1) Acoustic communication and cultural evolution
We use a long-term dataset in a wild passerine model, the collared flycatcher (Ficedula albicollis) to understand the roles of bird song in sexual selection and the spatial and temporal dynamics of syllable use at the population level. Applying modern phylogenetic comparative methods we investigate several selection factors that can potentially shape the tremendous amount of variation in bird song that can be observed at the among-species level.
2) The evolution of animal behaviour
Studying different model organisms (dog breeds, species of birds, lizards, frogs and beetles) we aim at uncovering the mechanisms that mediate the dual characterises of many behavioural traits in terms of plasticity and consistency. These aspects are of specific interest in the light of adaptation to rapidly and unpredictably changing environment.
3) Host-parasite interactions
Considering the perspectives of all participants in a phylogenetic framework, we perform researches to uncover the consequences of co-evolutionary arms race between hosts, parasites and their vectors.

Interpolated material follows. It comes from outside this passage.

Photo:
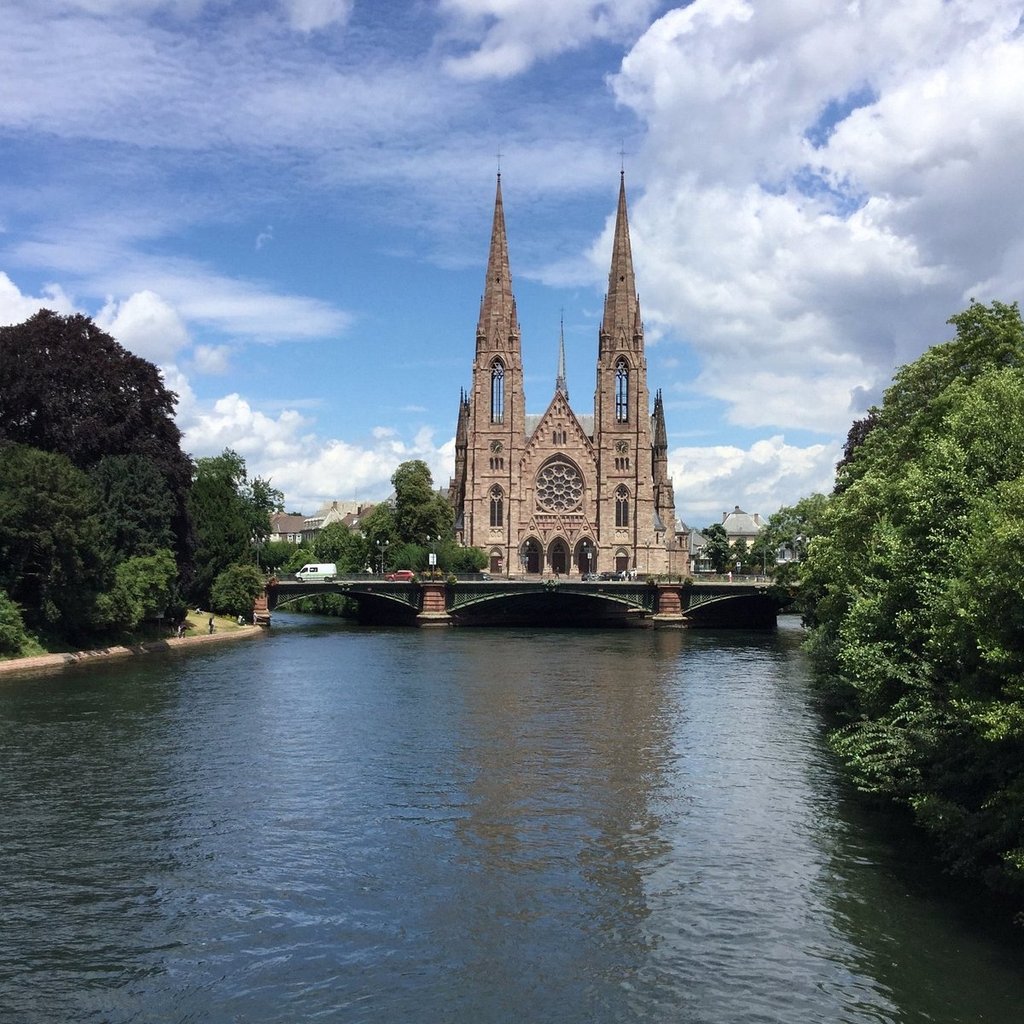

The main questions focus on the evolution of host immune defence, parasite virulence and mode of transmission.
4) The evolution of brain size and neural capacity
Relying on meta-analytic and phylogenetic comparative approaches, we study birds and dogs to discover selective constraints that favour the evolution of the neural space that governs the cognitive performance of animals under different environmental stimuli.
5) Research philosophy and statistical methods in ecology
We participate in the development and refinement of different statistical tools that are used in different fields of ecology, while we also play an important role in disseminating new methodologies within the user community.